La costumbre se obedeció durante generaciones y el ecosistema del lugar fue respetado. Como las frutas restantes daban semillas, otros árboles fueron surgiendo. En poco tiempo, toda aquella región se transformó en un terreno fértil, envidiado por otras ciudades.
Las personas de aquel pueblo, sin embargo, continuaban comiendo una fruta por día, fieles a la recomendación que un antiguo profeta transmitiera a sus ancestrales.
Además, no permitían que los habitantes de otras aldeas se aprovechasen de la abundante producción que se daba todos los años.
Como resultado, las frutas se podrían en el suelo.
Dios llamó a un nuevo profeta y le dijo:
Permíteles que coman las frutas que quieran. Y pídeles que compartan su abundancia con sus vecinos.

El profeta llegó a la ciudad con el nuevo mensaje. Pero acabó siendo apedreado, ya que la costumbre estaba arraigada en el corazón y en la mente de cada uno de los habitantes.
Con el tiempo, los jóvenes de la aldea empezaron a cuestionar aquella bárbara costumbre.

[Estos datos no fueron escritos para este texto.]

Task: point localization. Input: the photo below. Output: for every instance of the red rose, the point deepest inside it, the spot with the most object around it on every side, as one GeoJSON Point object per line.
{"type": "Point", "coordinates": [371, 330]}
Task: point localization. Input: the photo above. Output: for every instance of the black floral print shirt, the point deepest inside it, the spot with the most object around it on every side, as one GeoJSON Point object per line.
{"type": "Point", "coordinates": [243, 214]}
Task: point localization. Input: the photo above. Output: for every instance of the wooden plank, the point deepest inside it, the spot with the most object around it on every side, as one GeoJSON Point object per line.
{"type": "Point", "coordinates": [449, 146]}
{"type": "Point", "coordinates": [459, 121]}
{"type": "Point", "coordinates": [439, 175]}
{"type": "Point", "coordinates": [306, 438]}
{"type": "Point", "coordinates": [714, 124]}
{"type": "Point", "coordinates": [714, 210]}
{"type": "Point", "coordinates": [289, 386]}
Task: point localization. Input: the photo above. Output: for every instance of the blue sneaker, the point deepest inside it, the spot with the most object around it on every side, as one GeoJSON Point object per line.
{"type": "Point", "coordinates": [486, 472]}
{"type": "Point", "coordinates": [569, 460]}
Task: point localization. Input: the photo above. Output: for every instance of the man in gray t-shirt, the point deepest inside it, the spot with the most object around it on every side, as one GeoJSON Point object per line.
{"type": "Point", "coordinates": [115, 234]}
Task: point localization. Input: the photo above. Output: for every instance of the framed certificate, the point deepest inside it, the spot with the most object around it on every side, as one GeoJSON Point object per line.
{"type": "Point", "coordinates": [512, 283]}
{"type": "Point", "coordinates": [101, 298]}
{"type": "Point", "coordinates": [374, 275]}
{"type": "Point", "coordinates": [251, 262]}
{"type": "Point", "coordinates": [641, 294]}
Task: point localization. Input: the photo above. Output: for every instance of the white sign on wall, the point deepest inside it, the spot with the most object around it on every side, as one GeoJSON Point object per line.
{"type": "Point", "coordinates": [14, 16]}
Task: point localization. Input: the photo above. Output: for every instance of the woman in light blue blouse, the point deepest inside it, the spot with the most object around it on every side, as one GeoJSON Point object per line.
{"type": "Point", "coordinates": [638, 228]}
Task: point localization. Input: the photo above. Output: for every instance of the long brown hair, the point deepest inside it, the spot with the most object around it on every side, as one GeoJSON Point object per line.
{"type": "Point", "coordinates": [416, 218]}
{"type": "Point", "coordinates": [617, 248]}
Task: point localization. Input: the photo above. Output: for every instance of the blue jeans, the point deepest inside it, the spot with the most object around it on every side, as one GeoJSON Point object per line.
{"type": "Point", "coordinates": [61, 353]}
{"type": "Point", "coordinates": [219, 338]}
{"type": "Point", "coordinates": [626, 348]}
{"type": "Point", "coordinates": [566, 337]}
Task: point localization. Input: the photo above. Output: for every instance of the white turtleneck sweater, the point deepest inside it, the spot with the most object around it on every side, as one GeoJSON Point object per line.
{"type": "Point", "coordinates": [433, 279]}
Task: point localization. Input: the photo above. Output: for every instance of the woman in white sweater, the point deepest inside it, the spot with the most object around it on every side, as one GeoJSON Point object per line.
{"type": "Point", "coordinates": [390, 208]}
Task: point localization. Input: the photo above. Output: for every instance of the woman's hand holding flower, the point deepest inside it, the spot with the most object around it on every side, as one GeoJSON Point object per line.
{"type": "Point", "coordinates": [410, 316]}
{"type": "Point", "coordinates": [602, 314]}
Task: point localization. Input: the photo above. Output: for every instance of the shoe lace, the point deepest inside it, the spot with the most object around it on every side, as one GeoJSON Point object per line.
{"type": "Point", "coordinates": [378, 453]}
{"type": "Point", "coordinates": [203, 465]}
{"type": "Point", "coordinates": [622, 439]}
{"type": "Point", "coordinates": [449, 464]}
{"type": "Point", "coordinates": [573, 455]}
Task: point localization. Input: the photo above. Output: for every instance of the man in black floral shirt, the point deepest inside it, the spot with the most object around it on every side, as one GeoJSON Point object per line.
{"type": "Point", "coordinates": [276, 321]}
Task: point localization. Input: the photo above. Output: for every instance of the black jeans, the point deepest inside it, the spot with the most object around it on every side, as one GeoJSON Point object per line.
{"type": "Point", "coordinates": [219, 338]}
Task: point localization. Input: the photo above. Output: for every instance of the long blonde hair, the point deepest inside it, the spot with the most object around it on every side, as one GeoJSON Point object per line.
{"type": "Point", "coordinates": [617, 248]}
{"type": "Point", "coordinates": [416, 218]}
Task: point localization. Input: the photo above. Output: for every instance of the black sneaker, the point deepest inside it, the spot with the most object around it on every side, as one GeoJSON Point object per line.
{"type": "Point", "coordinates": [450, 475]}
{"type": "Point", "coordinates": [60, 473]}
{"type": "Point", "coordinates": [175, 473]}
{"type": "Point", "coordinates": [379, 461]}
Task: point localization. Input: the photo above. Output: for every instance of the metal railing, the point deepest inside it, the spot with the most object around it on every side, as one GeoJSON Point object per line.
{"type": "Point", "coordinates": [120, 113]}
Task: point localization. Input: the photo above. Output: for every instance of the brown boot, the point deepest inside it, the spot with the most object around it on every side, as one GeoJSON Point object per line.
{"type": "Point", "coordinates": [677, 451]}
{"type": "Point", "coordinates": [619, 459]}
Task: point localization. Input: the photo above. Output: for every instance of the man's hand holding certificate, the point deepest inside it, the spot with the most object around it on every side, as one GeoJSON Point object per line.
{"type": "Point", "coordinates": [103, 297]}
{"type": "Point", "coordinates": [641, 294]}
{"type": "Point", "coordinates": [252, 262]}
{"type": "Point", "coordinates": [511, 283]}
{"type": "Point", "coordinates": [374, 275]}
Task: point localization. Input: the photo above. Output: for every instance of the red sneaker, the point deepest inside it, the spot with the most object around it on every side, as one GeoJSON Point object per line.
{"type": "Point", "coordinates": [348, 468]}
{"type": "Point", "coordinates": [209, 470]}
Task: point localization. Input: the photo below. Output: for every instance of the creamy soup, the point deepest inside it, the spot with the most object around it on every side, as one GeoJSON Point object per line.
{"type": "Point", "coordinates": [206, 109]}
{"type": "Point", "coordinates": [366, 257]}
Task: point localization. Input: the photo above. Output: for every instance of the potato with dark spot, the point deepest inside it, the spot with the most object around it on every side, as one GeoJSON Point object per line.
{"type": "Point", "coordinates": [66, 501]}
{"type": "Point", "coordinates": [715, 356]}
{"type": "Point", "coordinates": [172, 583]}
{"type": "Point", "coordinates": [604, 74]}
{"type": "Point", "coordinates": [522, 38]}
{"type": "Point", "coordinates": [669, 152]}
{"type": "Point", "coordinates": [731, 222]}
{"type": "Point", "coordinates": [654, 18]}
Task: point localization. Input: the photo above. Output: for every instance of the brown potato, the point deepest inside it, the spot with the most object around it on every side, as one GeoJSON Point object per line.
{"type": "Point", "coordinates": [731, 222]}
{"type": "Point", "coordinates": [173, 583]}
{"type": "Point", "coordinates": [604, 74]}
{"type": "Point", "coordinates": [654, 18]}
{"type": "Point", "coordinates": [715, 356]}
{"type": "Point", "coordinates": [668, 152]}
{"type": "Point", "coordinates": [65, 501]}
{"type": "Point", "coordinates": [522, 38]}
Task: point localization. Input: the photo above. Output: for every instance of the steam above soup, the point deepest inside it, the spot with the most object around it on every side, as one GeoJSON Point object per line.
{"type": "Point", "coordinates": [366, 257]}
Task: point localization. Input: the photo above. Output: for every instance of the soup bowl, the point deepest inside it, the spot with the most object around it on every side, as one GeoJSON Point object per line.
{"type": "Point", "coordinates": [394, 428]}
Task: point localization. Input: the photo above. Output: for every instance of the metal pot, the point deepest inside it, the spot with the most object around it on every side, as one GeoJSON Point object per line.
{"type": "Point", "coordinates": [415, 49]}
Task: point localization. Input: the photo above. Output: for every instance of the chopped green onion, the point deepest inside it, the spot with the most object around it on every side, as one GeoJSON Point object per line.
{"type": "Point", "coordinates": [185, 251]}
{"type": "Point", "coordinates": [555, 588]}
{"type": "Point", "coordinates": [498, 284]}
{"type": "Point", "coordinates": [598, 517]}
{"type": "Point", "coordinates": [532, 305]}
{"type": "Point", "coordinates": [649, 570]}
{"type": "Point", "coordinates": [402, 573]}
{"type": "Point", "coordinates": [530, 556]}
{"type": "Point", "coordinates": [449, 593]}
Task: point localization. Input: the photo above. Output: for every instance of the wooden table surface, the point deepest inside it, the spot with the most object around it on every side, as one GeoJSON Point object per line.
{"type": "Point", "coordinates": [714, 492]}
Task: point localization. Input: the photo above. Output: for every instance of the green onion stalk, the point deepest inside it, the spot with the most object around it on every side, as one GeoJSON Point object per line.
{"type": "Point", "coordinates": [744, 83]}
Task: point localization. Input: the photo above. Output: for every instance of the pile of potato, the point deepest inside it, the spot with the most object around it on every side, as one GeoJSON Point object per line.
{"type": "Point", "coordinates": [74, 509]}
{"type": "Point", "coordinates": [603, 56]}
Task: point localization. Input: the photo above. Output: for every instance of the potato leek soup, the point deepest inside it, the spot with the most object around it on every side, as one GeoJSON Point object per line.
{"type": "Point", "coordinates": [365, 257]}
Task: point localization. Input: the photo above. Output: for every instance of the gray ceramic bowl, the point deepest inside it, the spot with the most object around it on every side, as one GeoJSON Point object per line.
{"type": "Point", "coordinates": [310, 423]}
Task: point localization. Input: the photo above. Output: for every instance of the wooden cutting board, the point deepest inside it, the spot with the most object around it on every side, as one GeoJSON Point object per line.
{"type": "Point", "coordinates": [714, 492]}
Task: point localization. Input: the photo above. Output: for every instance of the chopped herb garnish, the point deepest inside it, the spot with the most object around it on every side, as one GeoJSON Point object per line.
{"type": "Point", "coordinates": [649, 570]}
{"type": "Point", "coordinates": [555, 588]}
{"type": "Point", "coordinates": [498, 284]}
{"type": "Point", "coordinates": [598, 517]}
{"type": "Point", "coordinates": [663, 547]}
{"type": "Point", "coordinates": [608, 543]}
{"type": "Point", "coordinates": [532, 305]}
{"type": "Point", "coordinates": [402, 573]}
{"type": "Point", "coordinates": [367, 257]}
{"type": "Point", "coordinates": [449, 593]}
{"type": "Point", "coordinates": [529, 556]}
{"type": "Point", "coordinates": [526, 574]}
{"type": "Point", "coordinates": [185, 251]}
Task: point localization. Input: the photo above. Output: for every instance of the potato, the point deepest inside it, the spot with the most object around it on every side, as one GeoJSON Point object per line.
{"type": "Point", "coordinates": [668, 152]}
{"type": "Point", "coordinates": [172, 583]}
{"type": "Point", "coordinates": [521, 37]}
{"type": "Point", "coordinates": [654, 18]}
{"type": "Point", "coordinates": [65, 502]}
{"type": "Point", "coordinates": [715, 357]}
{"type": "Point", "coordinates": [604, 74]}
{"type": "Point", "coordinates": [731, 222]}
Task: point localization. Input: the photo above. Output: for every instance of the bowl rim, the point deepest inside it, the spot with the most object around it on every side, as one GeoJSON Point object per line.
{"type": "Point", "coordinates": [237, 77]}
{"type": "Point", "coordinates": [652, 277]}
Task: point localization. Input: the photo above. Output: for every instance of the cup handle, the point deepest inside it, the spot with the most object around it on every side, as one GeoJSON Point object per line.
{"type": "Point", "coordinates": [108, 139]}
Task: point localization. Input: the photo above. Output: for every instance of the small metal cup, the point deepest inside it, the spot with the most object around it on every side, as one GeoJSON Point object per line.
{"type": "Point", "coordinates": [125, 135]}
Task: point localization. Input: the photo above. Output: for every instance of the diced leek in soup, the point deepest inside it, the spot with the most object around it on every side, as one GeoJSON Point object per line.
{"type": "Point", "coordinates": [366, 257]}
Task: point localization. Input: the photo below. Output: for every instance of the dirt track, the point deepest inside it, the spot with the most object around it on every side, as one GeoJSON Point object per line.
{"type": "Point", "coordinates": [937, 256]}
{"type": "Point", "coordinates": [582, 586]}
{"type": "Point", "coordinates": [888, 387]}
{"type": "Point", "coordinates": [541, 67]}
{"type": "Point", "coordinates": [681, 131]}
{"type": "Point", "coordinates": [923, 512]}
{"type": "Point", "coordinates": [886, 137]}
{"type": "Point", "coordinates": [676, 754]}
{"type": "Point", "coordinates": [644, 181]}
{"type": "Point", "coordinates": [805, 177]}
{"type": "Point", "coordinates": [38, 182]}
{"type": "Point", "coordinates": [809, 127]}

Pero, como la tradición de los mayores era intocable, decidieron apartarse de la religión. De esta manera, podían comer cuantas frutas quisieran y entregar el resto a los que necesitaban alimento.
En la iglesia local, solo quedaron los que se consideraban santos. Pero que, en realidad, eran personas incapaces de percibir que el mundo se transforma y que nosotros debemos transformarnos con él.

El profeta y los tigres

El falso profeta llegó a la aldea y aterrorizó a todo el mundo con amenazas de males que vendrían del bosque. Las personas, asustadas, reunieron una enorme cantidad de dinero y se la entregaron a este hombre con el objetivo de que alejase de ellos aquellos peligros.
El hombre compró algunos panes viejos, y empezó a arrojarlos a trozos alrededor del bosque, recitando palabras incomprensibles. Un muchacho se le acercó:
-¿Qué está usted haciendo?
-Estoy salvando a tus padres, a tus abuelos y a tus amigos de la amenaza de los tigres.
-¿Tigres? ¡Pero si no hay tigres en este país!
-Gracias a mi magia –dijo el falso profeta–, que, como puedes ver, funciona siempre.
El muchacho aún quiso replicar alguna cosa, pero los habitantes decidieron expulsarlo de la ciudad, pues estaba estorbando el trabajo de aquel hombre santo.

La reflexión

Dice el monje benedictino Steindl-Rast:
“Por la mañana, debemos comportarnos como si fuésemos a cruzar una calle: parar, mirar a los lados, y seguir adelante”.

“Antes de lanzarnos a la actividad frenética del día, primero nos paramos. Esto nos permite reflexionar sobre nuestras prioridades, las actitudes posibles frente a un problema, y sobre las decisiones que debemos tomar”.
“A continuación, miramos a los lados. De nada sirve parar si no observamos lo que ocurre a nuestro alrededor. Es necesario entender que, al tomar una decisión, estamos influyendo y siendo influidos por todo lo que sucede en nuestro entorno”.
“Por último, avanzamos. De nada sirve parar, y mirar a los lados, si no tenemos un objetivo definido. El hecho de actuar es lo que lo justifica todo y lo que nos permite mostrar, a través del trabajo, la inmensa gloria de Dios. Y para que todo eso salga bien, basta actuar como si estuviéramos cruzando una calle”.